British online greeting card business

Moonpig Group plc is an internet-based business whose head offices are situated in London and Guernsey. The company's business model is mainly selling personalised greeting cards, flowers and gifts. It is listed on the London Stock Exchange and is a constituent of the FTSE 250 Index.

==History==
According to founder Nick Jenkins, "Moonpig" was his nickname at school in Newport, Shropshire, hence the name of the brand.

The original launch of Moonpig in 2000 coincided with the collapse of the dot-com bubble, which made progress difficult at first, but Jenkins raised further investment from private investors and venture capital, and the advent of broadband and digital cameras together with news spreading by word-of-mouth meant sales steadily increased, with the first profits being made in 2005.

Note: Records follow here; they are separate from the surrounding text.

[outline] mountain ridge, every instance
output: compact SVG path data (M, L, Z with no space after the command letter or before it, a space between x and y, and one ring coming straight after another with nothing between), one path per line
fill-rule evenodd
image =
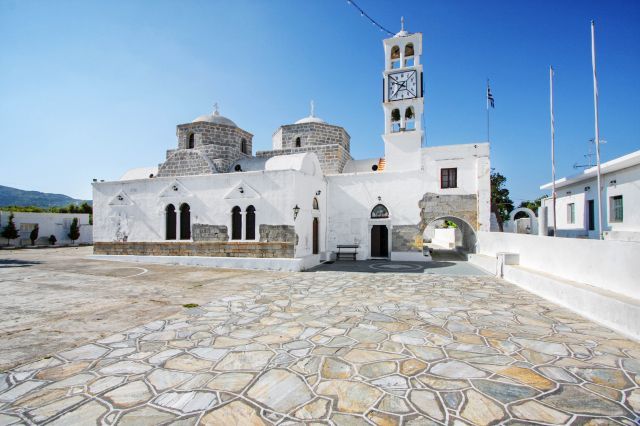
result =
M49 192L28 191L24 189L12 188L0 185L0 206L35 206L41 208L64 207L69 204L82 204L91 200L79 200L64 194L53 194Z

A television advertising campaign began in the United Kingdom in November 2006. two years and four months later, Moonpig received more internet traffic than other flower and gift companies in the UK. By summer 2009, the company had sold cards to 2.57 million customers and its profit record was seen by The Times as "a typical curve for a successful start-up – a big, £1 million loss establishing it in its first year, negligible losses edging into negligible earnings over the next six years, and thereafter a seven-figure profit".

The website was launched in July 2000, and in 2007 the company was responsible for 90 percent of the online greeting card market in the United Kingdom, with nearly six million cards shipped.

In July 2011, Moonpig was bought by Photobox Group, which also owns Photobox, for £120m in a cash and shares transaction. Photobox was sold to a private equity firm Exponent Private Equity in 2015.

In 2019 Moonpig separated from Photobox Group. Moonpig Group was formed which encompassed Moonpig and Dutch equivalent Greetz.

On 2 February 2021 Moonpig Group was listed on the London Stock Exchange; its market capitalisation at the end of the first day of trading was over £1.2billion. Exponent sold shares as part of the listing, cutting its stake from 41% to 27%.

==Security==
In August 2013, a private developer discovered a vulnerability in the Moonpig API that made it possible for outsiders to retrieve the personal information of all three million of its users (names, birthdays, postal addresses, email addresses, phone numbers, the last four digits of credit card numbers, and credit card expiry dates), and informed Moonpig. Moonpig did nothing about it until the developer publicly announced the problem in January 2015, whereupon Moonpig disabled the API and its mobile apps pending an investigation. Moonpig issued a statement saying that "all password and payment information is and has always been safe".